California attorney general issues guidance on school closures

California Attorney General Rob Bonta issued a statewide guidance on April 11 related to the legal requirements and best practices for school closures, “Guidance on Laws Governing School Closures and Best Practices for Implementation in California. The guidance focuses on Assembly Bill 1912, which became law in September 2022 and created a required process and equity-impact analysis for schools in financial distress to use when considering school closures, consolidations and mergers. The guidance emphasizes that the AB 1912 requirements may only be required for school districts in “financial distress,” but the requirements are nonetheless the best practices for all school closures that may take place. In addition to AB 1912, the guidance details other anti-discriminatory legal mandates that schools must consider when evaluating schools for closures.

The 18-page guidance is divided into four sections. The first section summarizes the legal requirements for financially distressed districts and says that those requirements are the best practices for all districts, regardless of financial status. The requirements include a community engagement process to create metrics used in an equity-impact analysis. If school closures are deemed appropriate, the equity-impact analysis is followed by a recommendation for closures at a regularly scheduled local educational agency board meeting where community members can provide feedback that must be considered.

If a final decision is made to close schools, that recommendation must also be delivered at a regularly scheduled meeting. No action can take place until the board has adopted a resolution concluding that the community engagement process was completed. This section emphasizes that districts “should consider approaching the closure process as a racial equity effort” and that conversations about this difficult topic can be facilitated “through public meetings of a district advisory committee formed for the purpose of a school closure or redesign process.”
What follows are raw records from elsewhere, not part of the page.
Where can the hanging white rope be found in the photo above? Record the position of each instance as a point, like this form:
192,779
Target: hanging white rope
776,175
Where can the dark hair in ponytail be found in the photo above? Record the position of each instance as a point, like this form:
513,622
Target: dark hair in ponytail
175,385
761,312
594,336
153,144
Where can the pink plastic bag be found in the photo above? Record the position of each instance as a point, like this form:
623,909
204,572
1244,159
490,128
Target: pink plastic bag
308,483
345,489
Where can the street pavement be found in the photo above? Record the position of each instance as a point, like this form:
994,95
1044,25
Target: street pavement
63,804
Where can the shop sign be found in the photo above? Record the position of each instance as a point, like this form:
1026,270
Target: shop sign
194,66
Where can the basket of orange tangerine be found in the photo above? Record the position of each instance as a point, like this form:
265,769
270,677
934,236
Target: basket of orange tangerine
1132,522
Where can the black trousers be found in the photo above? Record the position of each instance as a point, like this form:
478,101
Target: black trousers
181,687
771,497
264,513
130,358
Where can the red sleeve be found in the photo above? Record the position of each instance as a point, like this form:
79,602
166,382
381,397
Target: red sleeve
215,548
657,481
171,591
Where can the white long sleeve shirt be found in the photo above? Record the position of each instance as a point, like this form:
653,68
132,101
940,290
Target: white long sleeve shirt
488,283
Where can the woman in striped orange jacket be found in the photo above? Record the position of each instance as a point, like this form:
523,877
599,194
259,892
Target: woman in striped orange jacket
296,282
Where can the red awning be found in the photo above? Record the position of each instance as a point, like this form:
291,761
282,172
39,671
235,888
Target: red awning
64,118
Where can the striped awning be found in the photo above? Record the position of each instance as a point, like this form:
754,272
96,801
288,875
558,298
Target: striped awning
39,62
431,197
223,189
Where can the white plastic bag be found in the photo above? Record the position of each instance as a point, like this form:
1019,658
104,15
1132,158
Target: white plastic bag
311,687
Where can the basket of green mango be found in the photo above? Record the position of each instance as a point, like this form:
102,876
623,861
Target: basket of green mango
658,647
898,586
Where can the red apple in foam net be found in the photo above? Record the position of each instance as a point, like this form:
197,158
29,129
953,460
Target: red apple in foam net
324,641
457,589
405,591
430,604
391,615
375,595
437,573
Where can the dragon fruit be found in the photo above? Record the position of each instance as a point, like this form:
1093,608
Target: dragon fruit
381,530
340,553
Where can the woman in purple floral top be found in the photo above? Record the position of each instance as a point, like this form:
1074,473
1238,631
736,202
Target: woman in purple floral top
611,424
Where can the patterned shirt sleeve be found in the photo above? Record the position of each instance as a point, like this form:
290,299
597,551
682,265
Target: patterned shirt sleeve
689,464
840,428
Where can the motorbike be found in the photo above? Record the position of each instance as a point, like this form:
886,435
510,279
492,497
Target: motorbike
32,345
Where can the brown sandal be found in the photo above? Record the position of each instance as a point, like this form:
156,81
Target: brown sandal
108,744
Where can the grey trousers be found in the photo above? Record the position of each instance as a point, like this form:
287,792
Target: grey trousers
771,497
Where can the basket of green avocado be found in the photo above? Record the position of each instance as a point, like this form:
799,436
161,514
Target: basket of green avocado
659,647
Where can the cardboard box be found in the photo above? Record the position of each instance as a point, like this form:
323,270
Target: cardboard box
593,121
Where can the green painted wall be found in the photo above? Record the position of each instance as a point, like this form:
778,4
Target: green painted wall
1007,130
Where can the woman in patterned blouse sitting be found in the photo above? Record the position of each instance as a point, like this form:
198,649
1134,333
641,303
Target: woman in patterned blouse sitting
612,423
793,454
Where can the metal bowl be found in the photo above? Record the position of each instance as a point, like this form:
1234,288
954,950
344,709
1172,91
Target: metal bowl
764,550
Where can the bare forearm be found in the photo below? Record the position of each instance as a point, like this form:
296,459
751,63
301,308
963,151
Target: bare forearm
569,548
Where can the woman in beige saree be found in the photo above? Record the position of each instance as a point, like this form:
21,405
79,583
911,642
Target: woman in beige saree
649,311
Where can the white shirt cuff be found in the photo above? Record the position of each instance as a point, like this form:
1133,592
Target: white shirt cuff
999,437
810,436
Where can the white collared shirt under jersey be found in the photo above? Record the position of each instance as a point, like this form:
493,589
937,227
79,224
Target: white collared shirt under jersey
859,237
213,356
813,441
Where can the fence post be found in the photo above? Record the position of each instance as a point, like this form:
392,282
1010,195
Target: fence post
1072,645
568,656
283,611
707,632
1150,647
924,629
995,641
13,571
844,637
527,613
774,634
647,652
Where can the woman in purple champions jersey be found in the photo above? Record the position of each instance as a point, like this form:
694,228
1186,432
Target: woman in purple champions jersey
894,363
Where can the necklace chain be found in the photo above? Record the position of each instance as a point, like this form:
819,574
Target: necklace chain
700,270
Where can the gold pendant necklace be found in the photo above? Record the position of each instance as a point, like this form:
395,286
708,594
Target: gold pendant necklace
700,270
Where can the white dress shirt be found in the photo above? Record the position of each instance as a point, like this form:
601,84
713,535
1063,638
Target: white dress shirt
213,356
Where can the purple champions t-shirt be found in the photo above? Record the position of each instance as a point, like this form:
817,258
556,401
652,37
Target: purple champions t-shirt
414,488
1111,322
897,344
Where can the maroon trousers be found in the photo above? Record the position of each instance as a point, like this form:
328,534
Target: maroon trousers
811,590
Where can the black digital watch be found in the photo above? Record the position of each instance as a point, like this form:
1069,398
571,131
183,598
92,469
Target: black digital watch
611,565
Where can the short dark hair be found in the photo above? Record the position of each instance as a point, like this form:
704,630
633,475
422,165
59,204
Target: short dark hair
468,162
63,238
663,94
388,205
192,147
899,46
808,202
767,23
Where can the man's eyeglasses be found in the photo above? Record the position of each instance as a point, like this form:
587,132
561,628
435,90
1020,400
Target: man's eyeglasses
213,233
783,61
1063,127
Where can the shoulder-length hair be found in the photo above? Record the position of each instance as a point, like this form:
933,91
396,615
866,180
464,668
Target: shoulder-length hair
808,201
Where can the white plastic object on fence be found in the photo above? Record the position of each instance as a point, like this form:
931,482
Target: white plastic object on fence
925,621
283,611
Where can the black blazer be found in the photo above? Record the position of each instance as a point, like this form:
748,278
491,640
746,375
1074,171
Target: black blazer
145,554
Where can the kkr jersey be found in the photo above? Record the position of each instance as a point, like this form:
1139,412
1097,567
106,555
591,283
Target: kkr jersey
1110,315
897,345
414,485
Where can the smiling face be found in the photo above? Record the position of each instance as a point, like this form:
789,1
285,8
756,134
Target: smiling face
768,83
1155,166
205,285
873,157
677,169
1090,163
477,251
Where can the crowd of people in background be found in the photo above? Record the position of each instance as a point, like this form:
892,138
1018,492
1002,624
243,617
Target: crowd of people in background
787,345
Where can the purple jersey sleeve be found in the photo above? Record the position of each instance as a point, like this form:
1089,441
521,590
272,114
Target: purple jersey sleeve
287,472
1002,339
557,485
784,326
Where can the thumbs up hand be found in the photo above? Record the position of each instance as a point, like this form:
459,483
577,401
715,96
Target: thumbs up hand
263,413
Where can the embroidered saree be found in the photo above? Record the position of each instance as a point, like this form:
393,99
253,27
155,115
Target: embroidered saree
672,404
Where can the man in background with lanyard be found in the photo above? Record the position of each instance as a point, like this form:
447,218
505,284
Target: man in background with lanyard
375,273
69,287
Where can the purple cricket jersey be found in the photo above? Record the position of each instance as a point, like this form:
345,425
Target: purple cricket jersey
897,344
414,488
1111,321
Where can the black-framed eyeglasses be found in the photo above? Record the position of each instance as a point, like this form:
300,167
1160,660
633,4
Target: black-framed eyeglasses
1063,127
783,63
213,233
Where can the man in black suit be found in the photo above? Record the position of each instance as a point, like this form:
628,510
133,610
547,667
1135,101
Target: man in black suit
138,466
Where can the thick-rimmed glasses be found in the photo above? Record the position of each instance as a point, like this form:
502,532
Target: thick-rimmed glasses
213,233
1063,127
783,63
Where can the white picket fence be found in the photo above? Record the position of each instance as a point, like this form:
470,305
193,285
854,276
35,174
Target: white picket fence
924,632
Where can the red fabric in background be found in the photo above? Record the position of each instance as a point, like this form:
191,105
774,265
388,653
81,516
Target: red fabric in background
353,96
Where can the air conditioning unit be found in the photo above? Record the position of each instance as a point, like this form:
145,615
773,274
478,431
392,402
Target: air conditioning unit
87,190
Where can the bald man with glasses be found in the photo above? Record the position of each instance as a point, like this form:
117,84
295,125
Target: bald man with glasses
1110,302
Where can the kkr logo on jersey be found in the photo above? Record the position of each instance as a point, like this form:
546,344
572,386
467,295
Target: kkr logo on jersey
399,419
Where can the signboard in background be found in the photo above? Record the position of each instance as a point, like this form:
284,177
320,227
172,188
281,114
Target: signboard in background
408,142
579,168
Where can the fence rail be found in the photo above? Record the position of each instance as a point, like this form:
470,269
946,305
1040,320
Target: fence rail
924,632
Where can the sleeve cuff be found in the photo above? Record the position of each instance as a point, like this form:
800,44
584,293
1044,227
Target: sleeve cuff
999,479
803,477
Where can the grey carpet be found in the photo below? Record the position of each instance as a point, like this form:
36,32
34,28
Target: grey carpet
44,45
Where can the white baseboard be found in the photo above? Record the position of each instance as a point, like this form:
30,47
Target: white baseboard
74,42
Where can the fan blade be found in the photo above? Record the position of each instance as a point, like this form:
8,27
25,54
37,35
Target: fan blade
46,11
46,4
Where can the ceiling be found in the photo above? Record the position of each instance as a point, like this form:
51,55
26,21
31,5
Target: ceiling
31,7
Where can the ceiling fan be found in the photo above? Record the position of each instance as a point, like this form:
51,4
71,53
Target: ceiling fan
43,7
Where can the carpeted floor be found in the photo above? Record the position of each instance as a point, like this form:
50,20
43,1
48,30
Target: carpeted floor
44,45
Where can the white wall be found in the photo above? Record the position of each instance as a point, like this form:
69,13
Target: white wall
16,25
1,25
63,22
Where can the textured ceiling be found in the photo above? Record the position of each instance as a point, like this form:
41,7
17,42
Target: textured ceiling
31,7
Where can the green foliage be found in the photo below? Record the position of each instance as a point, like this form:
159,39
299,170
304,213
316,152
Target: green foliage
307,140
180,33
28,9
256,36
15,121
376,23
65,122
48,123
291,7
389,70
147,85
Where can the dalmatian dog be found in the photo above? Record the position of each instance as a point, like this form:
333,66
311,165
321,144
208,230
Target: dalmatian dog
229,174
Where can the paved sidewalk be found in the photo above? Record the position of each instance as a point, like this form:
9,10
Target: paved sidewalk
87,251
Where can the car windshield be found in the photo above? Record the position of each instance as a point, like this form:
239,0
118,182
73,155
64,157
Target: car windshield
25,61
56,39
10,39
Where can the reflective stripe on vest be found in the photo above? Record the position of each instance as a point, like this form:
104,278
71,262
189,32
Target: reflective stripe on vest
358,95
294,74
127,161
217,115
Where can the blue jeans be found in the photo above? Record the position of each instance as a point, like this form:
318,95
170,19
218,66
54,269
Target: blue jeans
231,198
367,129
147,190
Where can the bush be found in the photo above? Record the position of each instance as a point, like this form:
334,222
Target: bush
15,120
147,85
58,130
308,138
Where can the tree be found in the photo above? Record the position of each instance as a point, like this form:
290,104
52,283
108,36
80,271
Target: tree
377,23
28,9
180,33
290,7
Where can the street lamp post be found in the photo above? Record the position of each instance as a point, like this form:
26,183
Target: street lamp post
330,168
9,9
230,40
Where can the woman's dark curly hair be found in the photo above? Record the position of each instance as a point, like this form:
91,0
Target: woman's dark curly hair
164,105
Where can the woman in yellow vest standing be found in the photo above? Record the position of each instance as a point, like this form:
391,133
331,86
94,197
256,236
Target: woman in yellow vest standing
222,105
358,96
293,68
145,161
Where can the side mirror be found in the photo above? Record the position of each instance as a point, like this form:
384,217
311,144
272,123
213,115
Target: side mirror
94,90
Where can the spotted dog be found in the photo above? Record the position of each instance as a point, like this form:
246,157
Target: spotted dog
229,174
Section II describes the legal requirements and best practices for developing the equity metrics to be used in the equity-impact analysis. AB 1912 requires districts to include nine specific metrics in their analysis but allows for more to be added. It also requires community input in the creation of the metrics. The section goes on to describe specific considerations for each of AB 1912’s nine required metrics and lists the other legal mandates that districts must incorporate into a closure analysis.

The third section details districts’ legal obligations and best practices during the process of deciding and presenting a closure and transition plan recommendation. As mentioned, AB 1912 requires a public presentation at a regularly scheduled board meeting of the district’s decision that must include “the equity impact analysis for each closure, the factors used to identify the closure list, a plan for use of the closed facilities, the criteria and process for reassigning students to other school sites, and options and a timeline for the transition, including improving safe routes to schools and home-to school transportation needs.” In addition, the other legal mandates require that a school closure “does not result in discriminatory impact on protected student groups.”

Finally, Section IV discusses the requirements and best practices for the approval and announcement of a closure and transition plan. Once a district has completed the metric and presentation requirements described, if appropriate, it may present its final recommendation for closure, including a review of how public input was included, before adopting a resolution stating the community engagement process is complete. The guidance concludes by encouraging districts to create community advisory groups and to work with experts to create a successful equity-impact process that has a goal of “maximizing equal opportunity and the quality of education [the district] provides to all of its students.”